0:41: First thing is that I think we have to have some form of tenure. Because we don't want folks to be fired for political purposes, retaliatory purposes. Teachers should not have to worry about what they say in a classroom and that they'll be fired because the principal doesn't believe in their political point of view or because they've disagreed with the principal. I think that we have to have protections there for that.
This is really important: here, Chris Christie admits that retaliation from an unfair principal is a genuine concern of a teacher, and that tenure exists to protect against this very real threat. He says, "... we have to have some form of tenure." He sees it as an imperative; we have to have tenure.
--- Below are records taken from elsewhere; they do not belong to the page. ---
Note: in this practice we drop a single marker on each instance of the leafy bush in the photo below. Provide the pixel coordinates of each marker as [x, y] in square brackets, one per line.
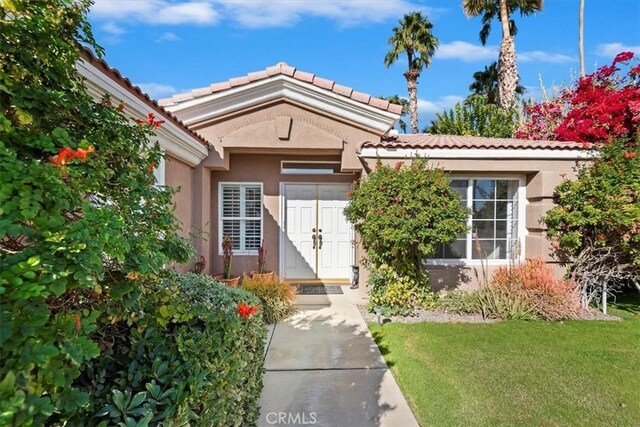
[506, 303]
[546, 296]
[397, 295]
[475, 117]
[529, 290]
[403, 214]
[177, 349]
[277, 297]
[457, 302]
[78, 207]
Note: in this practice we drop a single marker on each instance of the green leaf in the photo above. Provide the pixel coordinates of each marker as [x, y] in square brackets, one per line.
[137, 399]
[7, 385]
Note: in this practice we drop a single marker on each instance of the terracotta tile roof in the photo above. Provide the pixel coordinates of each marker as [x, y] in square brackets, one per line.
[425, 140]
[282, 68]
[116, 76]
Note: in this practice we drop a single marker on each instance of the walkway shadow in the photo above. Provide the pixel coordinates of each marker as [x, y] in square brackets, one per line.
[328, 365]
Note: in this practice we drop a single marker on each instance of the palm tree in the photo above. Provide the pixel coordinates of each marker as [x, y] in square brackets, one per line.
[581, 37]
[414, 37]
[507, 67]
[396, 99]
[485, 83]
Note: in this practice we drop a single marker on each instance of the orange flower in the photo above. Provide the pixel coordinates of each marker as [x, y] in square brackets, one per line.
[81, 153]
[66, 154]
[245, 311]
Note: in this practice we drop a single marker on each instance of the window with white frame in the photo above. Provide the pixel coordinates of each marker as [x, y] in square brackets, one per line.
[493, 222]
[241, 216]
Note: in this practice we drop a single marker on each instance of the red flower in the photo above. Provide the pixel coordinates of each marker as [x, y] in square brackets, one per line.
[150, 121]
[245, 311]
[623, 57]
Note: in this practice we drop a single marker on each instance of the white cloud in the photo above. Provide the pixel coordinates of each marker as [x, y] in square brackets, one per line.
[168, 37]
[256, 13]
[612, 49]
[540, 56]
[157, 90]
[112, 28]
[436, 106]
[156, 11]
[270, 13]
[467, 52]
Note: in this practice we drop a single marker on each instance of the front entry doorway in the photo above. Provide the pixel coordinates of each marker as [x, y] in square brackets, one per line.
[317, 238]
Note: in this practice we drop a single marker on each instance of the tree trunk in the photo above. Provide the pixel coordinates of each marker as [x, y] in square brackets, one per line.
[581, 38]
[412, 88]
[507, 67]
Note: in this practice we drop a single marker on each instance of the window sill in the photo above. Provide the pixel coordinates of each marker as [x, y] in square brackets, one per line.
[243, 253]
[467, 262]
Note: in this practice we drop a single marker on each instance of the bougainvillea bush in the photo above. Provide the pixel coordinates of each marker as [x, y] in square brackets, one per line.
[81, 224]
[601, 107]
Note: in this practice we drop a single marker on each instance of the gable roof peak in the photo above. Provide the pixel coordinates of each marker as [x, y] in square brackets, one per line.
[282, 68]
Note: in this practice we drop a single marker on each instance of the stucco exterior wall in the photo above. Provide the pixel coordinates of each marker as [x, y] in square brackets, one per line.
[179, 176]
[266, 169]
[541, 177]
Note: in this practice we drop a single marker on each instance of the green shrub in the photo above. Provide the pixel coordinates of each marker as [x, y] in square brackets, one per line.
[546, 295]
[529, 290]
[175, 351]
[276, 297]
[475, 116]
[403, 214]
[78, 208]
[397, 295]
[457, 302]
[506, 303]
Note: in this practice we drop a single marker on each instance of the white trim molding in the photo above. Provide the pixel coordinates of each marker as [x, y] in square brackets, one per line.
[172, 139]
[477, 153]
[242, 218]
[522, 232]
[282, 87]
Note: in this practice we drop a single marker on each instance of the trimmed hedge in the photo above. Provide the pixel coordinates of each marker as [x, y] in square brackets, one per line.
[183, 354]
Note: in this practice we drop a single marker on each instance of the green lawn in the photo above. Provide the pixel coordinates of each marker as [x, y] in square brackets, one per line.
[519, 373]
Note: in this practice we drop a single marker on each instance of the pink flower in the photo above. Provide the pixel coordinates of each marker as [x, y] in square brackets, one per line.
[623, 57]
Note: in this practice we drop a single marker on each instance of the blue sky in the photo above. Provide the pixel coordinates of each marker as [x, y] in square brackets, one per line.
[169, 47]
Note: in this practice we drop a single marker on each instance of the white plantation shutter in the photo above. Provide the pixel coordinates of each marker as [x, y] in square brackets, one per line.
[241, 216]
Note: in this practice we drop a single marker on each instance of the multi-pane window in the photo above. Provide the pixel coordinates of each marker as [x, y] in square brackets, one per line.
[493, 222]
[241, 216]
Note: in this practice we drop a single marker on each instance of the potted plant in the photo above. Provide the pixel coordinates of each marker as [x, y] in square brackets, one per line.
[262, 271]
[227, 253]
Now, the bill that's currently in the NJ Senate, TEACHNJ, specifically prohibits a teacher from appealing a principal's annual review that leads to a revocation of tenure. That review need be based only partially on actually student achievement; the rest is up to the principal. If the review is bad enough, that teacher will lose her tenure. And even though the school will set up a "school improvement panel," the bill grants it no actual powers; every indication is that the principal alone will have enough power to revoke a teacher's tenure through poor reviews:
The revocation of the tenure status of a teacher, assistant principal, or vice-principal shall not be subject to grievance or appeal except where the ground for the grievance or appeal is that the principal failed to adhere substantially to the evaluation process. Any such appeal initiated by an employee shall be directed to an administrative law judge within 30 days of the revocation of the employee’s tenure status. The appeal shall be reviewed by an administrative law judge within 30 days of the receipt of the appeal. [emphasis mine]
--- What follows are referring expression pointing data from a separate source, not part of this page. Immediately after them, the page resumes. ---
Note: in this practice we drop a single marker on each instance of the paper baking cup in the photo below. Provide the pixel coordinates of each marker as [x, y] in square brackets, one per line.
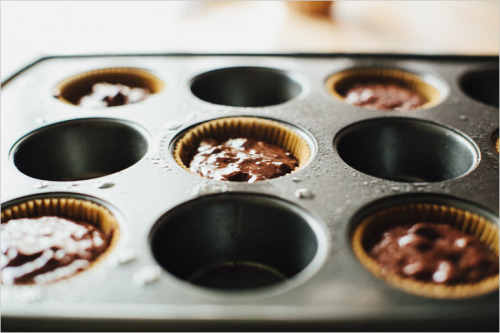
[471, 223]
[321, 8]
[73, 88]
[73, 209]
[339, 83]
[247, 127]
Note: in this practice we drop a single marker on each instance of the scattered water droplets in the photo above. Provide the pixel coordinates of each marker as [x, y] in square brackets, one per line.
[172, 125]
[304, 193]
[105, 184]
[41, 184]
[146, 275]
[126, 255]
[41, 120]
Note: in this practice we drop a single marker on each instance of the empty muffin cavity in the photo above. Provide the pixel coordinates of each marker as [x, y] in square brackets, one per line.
[406, 150]
[246, 86]
[80, 149]
[237, 241]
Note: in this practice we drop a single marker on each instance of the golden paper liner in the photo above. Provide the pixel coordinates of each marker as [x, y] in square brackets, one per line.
[73, 88]
[78, 210]
[236, 127]
[320, 8]
[469, 222]
[340, 82]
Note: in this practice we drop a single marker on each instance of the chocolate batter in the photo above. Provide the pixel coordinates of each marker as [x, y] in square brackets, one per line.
[47, 249]
[241, 159]
[383, 96]
[106, 94]
[434, 252]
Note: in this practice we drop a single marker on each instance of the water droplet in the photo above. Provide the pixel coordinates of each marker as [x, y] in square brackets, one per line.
[40, 120]
[105, 184]
[41, 184]
[172, 126]
[146, 275]
[304, 193]
[126, 255]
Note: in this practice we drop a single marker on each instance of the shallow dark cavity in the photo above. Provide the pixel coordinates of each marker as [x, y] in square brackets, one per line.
[234, 241]
[245, 87]
[79, 149]
[482, 86]
[236, 275]
[406, 150]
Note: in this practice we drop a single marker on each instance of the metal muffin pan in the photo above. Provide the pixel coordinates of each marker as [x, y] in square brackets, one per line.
[173, 222]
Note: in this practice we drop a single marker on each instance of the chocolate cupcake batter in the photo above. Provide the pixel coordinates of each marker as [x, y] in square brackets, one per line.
[433, 252]
[47, 249]
[241, 159]
[106, 94]
[383, 96]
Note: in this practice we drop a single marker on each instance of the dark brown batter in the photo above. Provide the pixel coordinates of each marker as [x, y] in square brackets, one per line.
[107, 94]
[383, 96]
[47, 249]
[241, 159]
[434, 252]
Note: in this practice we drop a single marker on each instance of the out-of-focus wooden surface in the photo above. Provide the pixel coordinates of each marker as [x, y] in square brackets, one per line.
[30, 30]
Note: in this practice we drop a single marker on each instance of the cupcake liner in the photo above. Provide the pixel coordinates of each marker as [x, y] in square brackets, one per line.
[471, 223]
[78, 210]
[248, 127]
[73, 88]
[321, 8]
[338, 83]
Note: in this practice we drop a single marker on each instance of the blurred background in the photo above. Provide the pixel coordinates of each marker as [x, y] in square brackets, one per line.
[34, 29]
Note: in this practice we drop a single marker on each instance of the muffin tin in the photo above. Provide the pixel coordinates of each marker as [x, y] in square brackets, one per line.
[199, 254]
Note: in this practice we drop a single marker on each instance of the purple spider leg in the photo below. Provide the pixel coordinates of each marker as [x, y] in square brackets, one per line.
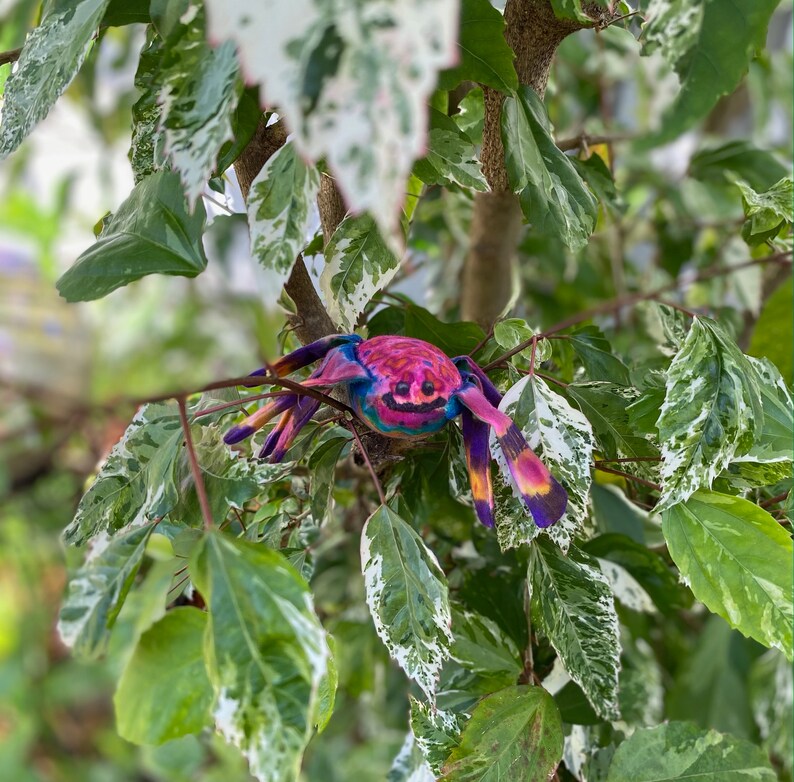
[543, 495]
[478, 460]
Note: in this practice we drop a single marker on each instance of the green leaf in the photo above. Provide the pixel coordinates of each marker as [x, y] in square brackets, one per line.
[711, 690]
[96, 592]
[514, 735]
[572, 601]
[681, 751]
[485, 57]
[773, 336]
[437, 732]
[595, 353]
[151, 233]
[199, 88]
[455, 339]
[766, 212]
[358, 264]
[451, 158]
[606, 408]
[50, 59]
[407, 596]
[137, 482]
[280, 208]
[711, 411]
[553, 196]
[266, 652]
[164, 691]
[645, 566]
[562, 437]
[709, 44]
[737, 560]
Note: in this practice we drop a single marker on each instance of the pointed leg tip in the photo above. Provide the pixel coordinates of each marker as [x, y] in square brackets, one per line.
[237, 434]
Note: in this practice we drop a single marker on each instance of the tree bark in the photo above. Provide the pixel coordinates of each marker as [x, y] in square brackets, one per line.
[533, 32]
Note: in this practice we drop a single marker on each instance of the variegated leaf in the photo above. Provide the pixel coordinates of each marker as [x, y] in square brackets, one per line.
[710, 414]
[200, 88]
[351, 79]
[50, 59]
[572, 600]
[407, 596]
[280, 208]
[358, 264]
[563, 438]
[266, 653]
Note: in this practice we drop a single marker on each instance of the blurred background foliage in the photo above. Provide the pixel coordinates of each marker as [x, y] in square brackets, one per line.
[70, 375]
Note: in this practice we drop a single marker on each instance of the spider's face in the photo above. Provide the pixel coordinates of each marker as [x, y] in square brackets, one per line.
[412, 386]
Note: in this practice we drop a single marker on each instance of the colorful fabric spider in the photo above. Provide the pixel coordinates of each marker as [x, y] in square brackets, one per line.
[404, 387]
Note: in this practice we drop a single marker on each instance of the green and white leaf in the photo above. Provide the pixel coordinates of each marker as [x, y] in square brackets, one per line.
[710, 412]
[353, 79]
[137, 482]
[709, 44]
[437, 732]
[96, 592]
[164, 691]
[200, 86]
[280, 205]
[358, 264]
[408, 597]
[514, 735]
[682, 751]
[50, 59]
[485, 56]
[563, 438]
[266, 653]
[151, 233]
[410, 764]
[737, 560]
[573, 604]
[553, 196]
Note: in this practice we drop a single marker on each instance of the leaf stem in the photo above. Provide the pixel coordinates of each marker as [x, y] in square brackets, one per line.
[198, 478]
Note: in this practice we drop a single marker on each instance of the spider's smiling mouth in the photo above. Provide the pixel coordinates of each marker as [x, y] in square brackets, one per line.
[409, 407]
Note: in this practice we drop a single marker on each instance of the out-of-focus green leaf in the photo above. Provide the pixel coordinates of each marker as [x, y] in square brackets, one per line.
[766, 212]
[563, 438]
[573, 605]
[553, 197]
[711, 411]
[682, 751]
[137, 482]
[773, 336]
[451, 157]
[164, 691]
[485, 57]
[50, 59]
[711, 690]
[709, 44]
[280, 207]
[266, 652]
[596, 354]
[151, 233]
[737, 560]
[96, 592]
[198, 91]
[358, 264]
[407, 595]
[514, 735]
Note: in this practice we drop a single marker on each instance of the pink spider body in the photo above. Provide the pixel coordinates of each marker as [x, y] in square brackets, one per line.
[405, 387]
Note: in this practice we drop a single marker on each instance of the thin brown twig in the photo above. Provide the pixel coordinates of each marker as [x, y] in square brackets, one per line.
[352, 427]
[627, 476]
[634, 298]
[198, 478]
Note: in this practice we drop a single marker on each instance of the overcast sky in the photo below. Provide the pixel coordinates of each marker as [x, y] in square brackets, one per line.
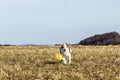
[56, 21]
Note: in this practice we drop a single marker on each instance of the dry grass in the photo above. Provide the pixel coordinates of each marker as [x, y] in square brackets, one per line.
[38, 63]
TEACHNJ, therefore, is in direct contradiction to Christie's stated reason for keeping tenure in "some form." It offers no protection in the very scenario Christie himself describes: a vindictive principal who fires a teacher based on a personal disagreement. Under TEACHNJ, that principal can strip a teacher's tenure with one bad annual review, and that teacher can never appeal the decision as long as the principal followed procedure.
Unless Christie is prepared to disavow what he said a little more than a year ago, he cannot possibly support TEACHNJ in its current form.
That is, unless he is a huge, huge liar.